Geotermia: nella penisola iberica un potenziale da record

La penisola iberica in fatto di geotermia la potrebbe dire lunga se venissero diffusi i sistemi geotermici migliorati, in grado di produrre elettricità in quantità 5 volte superiori rispetto ad oggi

geotermia(Rinnovabili.it) – L’energia geotermica della penisola iberica sarebbe in grado, se adeguatamente sfruttata, di produrre 5 volte l’energia elettrica ottenuta oggi. Al mondo ci sono circa 500 centrali elettriche geotermiche, ma nessuna nella penisola nonostante l’elevato potenziale energetico (700 GW), sfruttabile a pieno nel caso in cui venissero utilizzati sistemi geotermici migliorati (enhanced geothermal systems – EGS). A confermarlo è uno studio condotto da un team di ingegneri dell’Università di Valladolid (UVa) pubblicato sulla rivista Renewable Energy.

 

“Il funzionamento di un sistema geotermico avanzato utilizza l’iniezione di un fluido (acqua o anidride carbonica) per estrarre energia termica dalle rocce situate poche migliaia di metri sotto la superficie terrestre, e la cui permeabilità è stata migliorata o stimolata in precedenza con processi di fratturazione,” spiega César Chamorro, uno degli autori che prosegue “In seguito il fluido riscaldato viene riportato verso l’alto nella stazione geotermica, dove si produce elettricità, generalmente tramite un ciclo binario e il fluido viene nuovamente iniettato nel sito in un ciclo chiuso.”

 

Nonostante ci siano impianti EGS negli Stati Uniti, in Australia e in Giappone una sola centrale è collegata alla rete e si trova in Francia, a Soultz-sous-Forêts. “Tuttavia, le risorse EGS sono distribuite ampiamente e in maniera uniforme, nel senso che hanno un potenziale enorme che potrebbe fornire un significativo quantitativo di energia nel medio o lungo termine, 24 ore al giorno” sottolinea Chamorro proseguendo “se limitiamo i calcoli ad una profondità di 7 km il potenziale raggiunge i 190 GW, mentre se ci fermiamo a 3 e 5 km otteniamo una potenza di 30 GW “ ha confermato l’ingegnere specificando che i calcoli fanno riferimento al cosiddetto potenziale tecnico, che comporta un raffreddamento ad acqua alla temperatura di 10 °C di rocce che sono almeno a 150 °C per estrarre energia durante il periodo di funzionamento di 30 anni.

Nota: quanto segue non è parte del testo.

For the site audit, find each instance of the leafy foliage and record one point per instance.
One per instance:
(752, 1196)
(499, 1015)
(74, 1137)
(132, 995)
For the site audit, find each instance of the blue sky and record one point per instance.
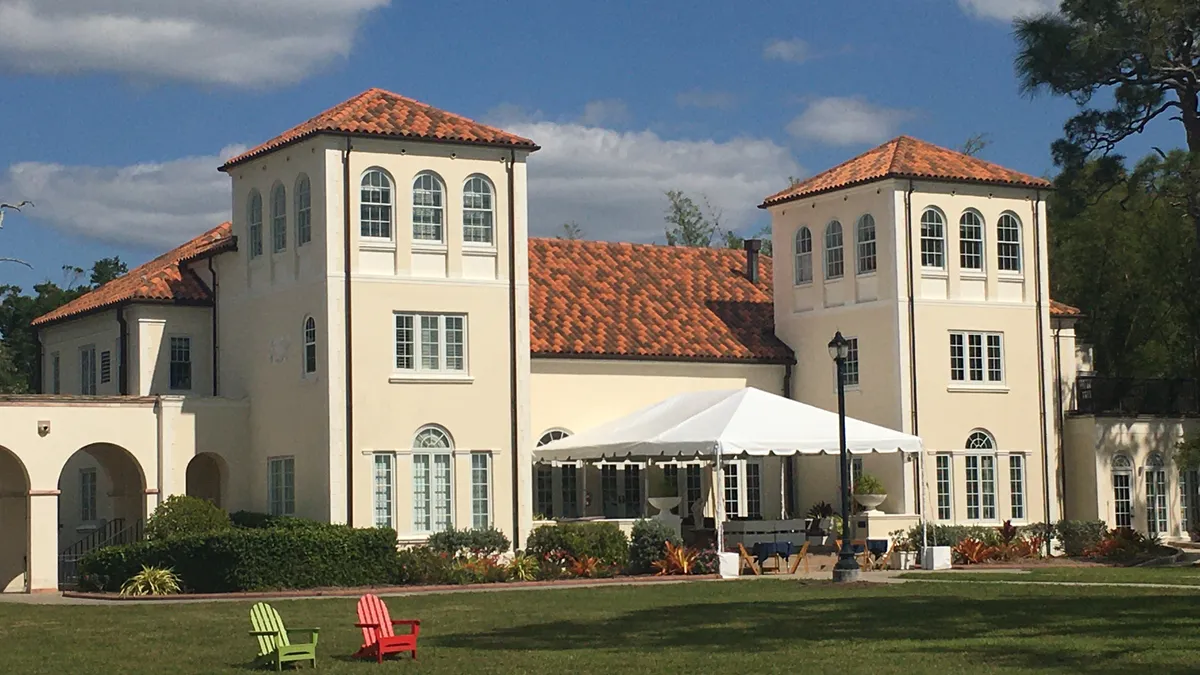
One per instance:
(118, 112)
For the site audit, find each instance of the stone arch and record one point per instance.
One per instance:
(13, 523)
(207, 478)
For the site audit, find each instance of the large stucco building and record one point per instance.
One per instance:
(376, 340)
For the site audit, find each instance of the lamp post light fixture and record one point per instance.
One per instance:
(846, 569)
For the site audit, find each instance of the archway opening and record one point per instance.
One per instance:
(13, 523)
(207, 477)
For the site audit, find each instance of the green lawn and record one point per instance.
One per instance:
(750, 627)
(1183, 575)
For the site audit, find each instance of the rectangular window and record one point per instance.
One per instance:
(480, 490)
(383, 490)
(1017, 485)
(180, 363)
(281, 495)
(431, 493)
(87, 494)
(943, 487)
(88, 370)
(442, 346)
(977, 357)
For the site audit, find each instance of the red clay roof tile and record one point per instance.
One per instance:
(905, 157)
(377, 112)
(161, 280)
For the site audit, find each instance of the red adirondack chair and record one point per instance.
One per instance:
(378, 637)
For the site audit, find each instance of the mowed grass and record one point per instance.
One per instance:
(751, 626)
(1179, 575)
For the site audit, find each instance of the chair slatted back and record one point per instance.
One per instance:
(372, 610)
(263, 617)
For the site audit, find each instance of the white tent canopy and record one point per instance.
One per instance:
(725, 423)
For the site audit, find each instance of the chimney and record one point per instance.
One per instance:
(753, 246)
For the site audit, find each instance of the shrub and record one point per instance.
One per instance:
(251, 560)
(648, 542)
(477, 543)
(601, 541)
(151, 581)
(1078, 536)
(180, 515)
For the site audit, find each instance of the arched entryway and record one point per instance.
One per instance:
(13, 523)
(207, 478)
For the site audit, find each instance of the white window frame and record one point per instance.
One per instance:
(803, 256)
(281, 485)
(865, 245)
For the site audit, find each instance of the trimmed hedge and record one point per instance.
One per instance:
(255, 559)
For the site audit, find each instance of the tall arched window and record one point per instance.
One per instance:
(803, 256)
(864, 236)
(1122, 491)
(1008, 243)
(429, 208)
(310, 346)
(477, 211)
(432, 509)
(1156, 496)
(933, 239)
(971, 240)
(375, 205)
(835, 262)
(304, 210)
(279, 219)
(255, 216)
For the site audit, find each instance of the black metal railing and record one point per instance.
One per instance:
(114, 533)
(1128, 395)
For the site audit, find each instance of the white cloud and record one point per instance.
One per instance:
(701, 99)
(795, 51)
(154, 204)
(1007, 10)
(228, 42)
(612, 183)
(604, 112)
(846, 121)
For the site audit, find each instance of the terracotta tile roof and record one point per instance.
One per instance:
(906, 157)
(597, 298)
(1062, 309)
(161, 280)
(377, 112)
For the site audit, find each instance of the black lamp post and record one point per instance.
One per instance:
(847, 567)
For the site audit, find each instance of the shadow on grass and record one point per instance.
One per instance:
(1051, 632)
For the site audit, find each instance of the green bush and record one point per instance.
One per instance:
(180, 515)
(648, 543)
(253, 559)
(483, 542)
(603, 541)
(1079, 536)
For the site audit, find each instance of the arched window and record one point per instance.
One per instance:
(834, 260)
(971, 240)
(1156, 496)
(310, 345)
(803, 256)
(933, 239)
(864, 236)
(1122, 491)
(279, 219)
(432, 508)
(477, 211)
(427, 208)
(304, 210)
(255, 215)
(1008, 243)
(375, 205)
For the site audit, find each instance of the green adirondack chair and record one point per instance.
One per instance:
(274, 645)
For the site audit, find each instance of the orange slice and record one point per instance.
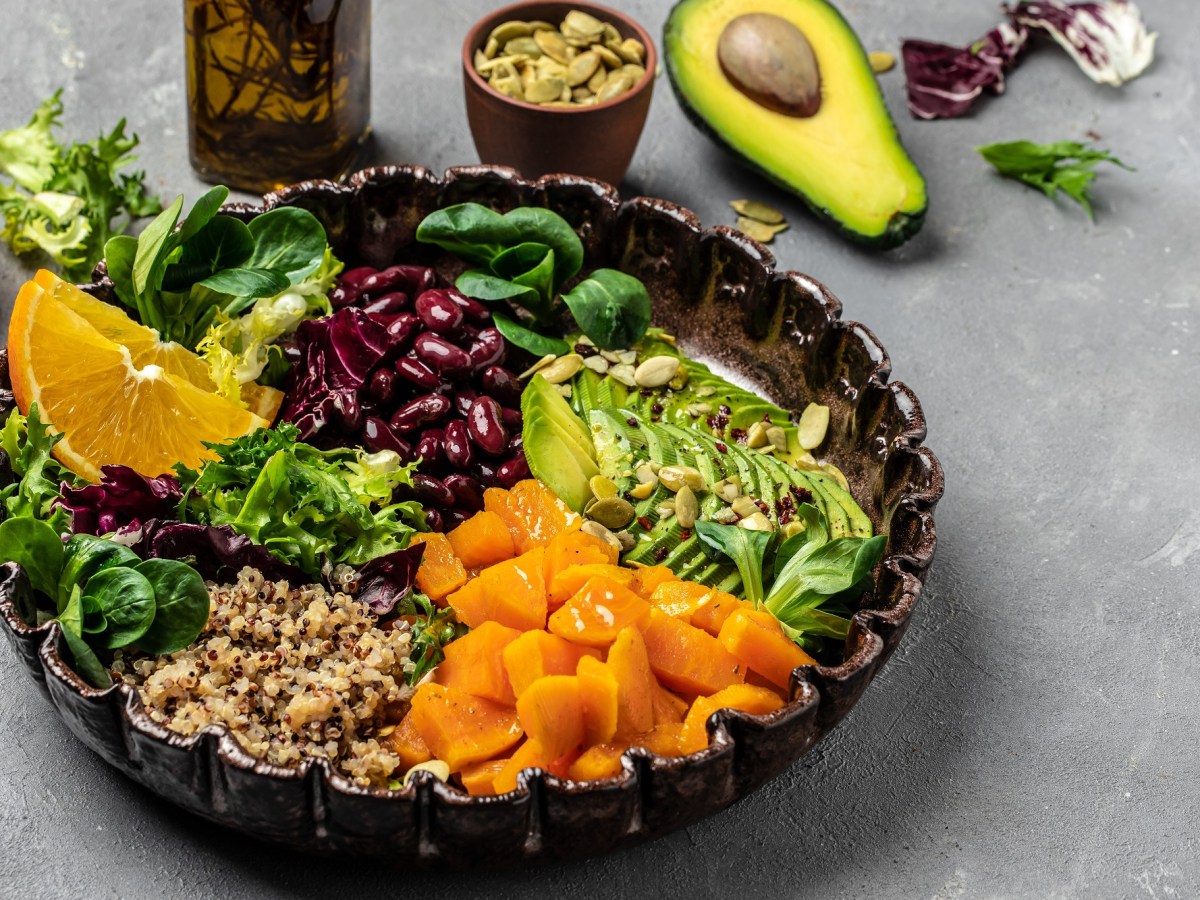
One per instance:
(109, 409)
(147, 348)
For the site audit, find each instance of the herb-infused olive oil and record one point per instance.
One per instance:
(277, 90)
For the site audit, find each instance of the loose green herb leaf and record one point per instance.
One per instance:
(84, 660)
(528, 340)
(1062, 166)
(126, 603)
(748, 550)
(36, 547)
(181, 605)
(66, 202)
(611, 307)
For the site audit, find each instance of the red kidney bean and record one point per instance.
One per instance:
(515, 469)
(455, 517)
(431, 491)
(485, 472)
(377, 436)
(343, 295)
(511, 419)
(401, 331)
(486, 427)
(347, 413)
(417, 372)
(433, 520)
(473, 310)
(502, 384)
(420, 412)
(430, 447)
(463, 400)
(383, 384)
(439, 312)
(388, 305)
(441, 354)
(354, 277)
(468, 493)
(487, 348)
(457, 444)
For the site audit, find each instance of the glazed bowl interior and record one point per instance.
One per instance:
(597, 141)
(721, 295)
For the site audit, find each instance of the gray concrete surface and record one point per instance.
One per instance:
(1035, 735)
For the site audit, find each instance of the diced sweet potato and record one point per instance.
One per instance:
(679, 598)
(569, 582)
(669, 708)
(598, 694)
(483, 540)
(552, 714)
(511, 593)
(597, 762)
(635, 683)
(759, 643)
(408, 744)
(687, 659)
(474, 663)
(460, 729)
(441, 573)
(537, 653)
(648, 577)
(745, 697)
(598, 612)
(532, 513)
(479, 778)
(715, 609)
(528, 756)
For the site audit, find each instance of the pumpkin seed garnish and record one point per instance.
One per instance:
(581, 63)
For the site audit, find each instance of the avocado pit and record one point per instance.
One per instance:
(769, 60)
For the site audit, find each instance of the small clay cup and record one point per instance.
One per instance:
(597, 142)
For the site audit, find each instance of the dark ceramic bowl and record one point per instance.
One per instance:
(597, 142)
(720, 294)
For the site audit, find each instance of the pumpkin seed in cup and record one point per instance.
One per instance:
(581, 63)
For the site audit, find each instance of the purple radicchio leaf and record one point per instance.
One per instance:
(945, 82)
(387, 580)
(120, 501)
(1108, 39)
(217, 552)
(336, 355)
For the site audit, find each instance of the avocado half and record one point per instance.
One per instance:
(846, 161)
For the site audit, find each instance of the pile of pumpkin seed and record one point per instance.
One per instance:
(759, 221)
(581, 63)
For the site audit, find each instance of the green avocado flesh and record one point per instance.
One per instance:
(846, 161)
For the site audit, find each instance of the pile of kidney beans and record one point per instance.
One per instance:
(441, 393)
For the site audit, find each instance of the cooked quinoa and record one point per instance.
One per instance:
(293, 673)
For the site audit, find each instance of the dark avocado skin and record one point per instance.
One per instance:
(901, 227)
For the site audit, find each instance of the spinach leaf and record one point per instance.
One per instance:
(125, 600)
(611, 307)
(71, 615)
(528, 340)
(181, 605)
(484, 286)
(535, 223)
(820, 571)
(36, 547)
(84, 660)
(748, 550)
(85, 555)
(469, 231)
(287, 240)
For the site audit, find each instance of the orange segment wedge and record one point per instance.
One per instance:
(147, 348)
(111, 409)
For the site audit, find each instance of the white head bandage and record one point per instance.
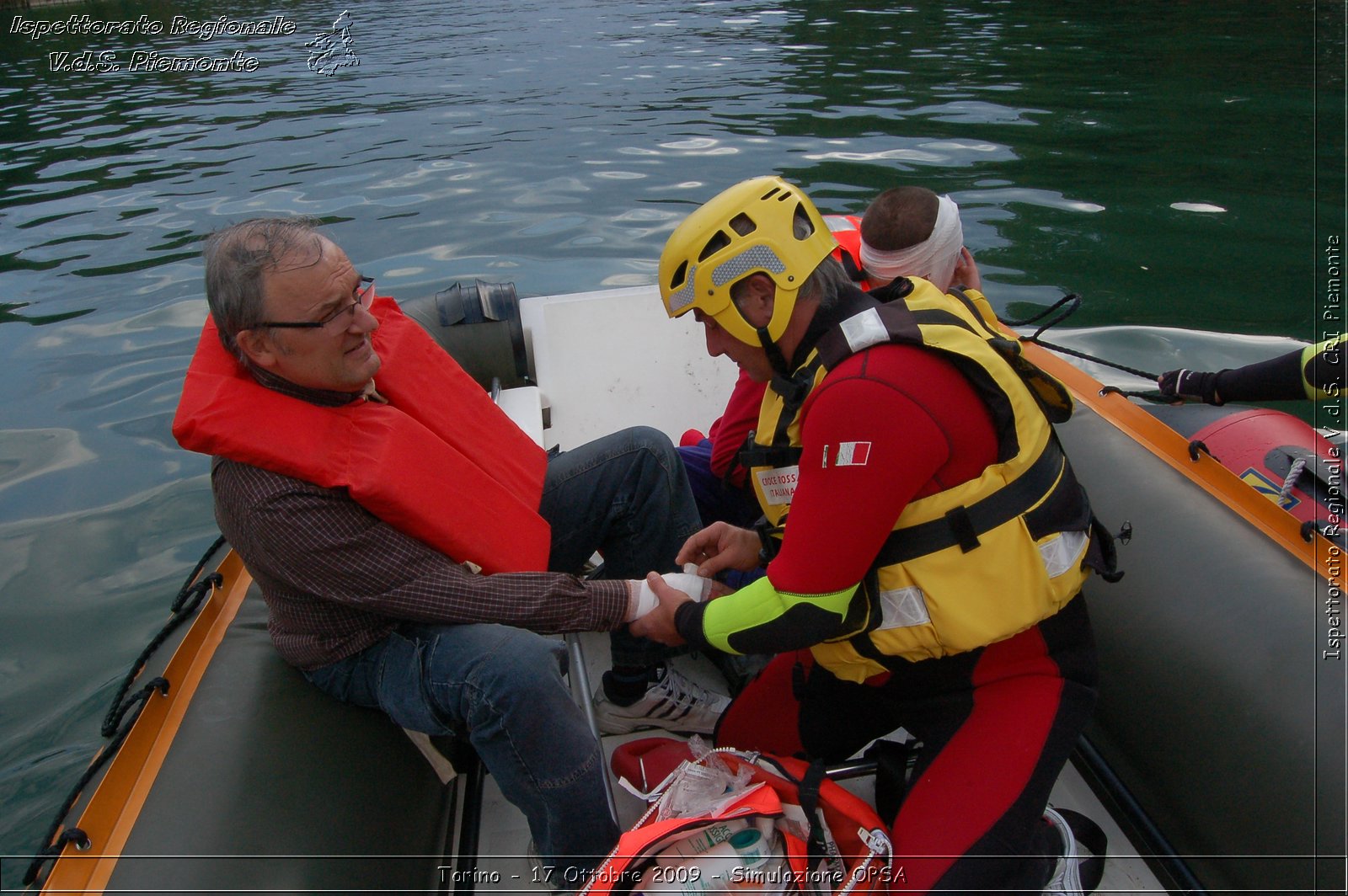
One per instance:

Estendendo lo studio al territorio europeo un’altra indagine ha invece paragonato il potenziale di ciascun paese evidenziando come Turchia, Islanda e Francia siano le nazioni con il maggiore potenziale geotermico, superiore in tutto il continente a 6500 GW di potenziale elettrico. “Nel caso della Spagna, i sistemi EGS potrebbero contribuire in modo significativo ad accrescere il mix energetico nazionale, alla riduzione della dipendenza energetica da altri paesi e alla riduzione dei gas a effetto serra” ha concluso l’ingegnere.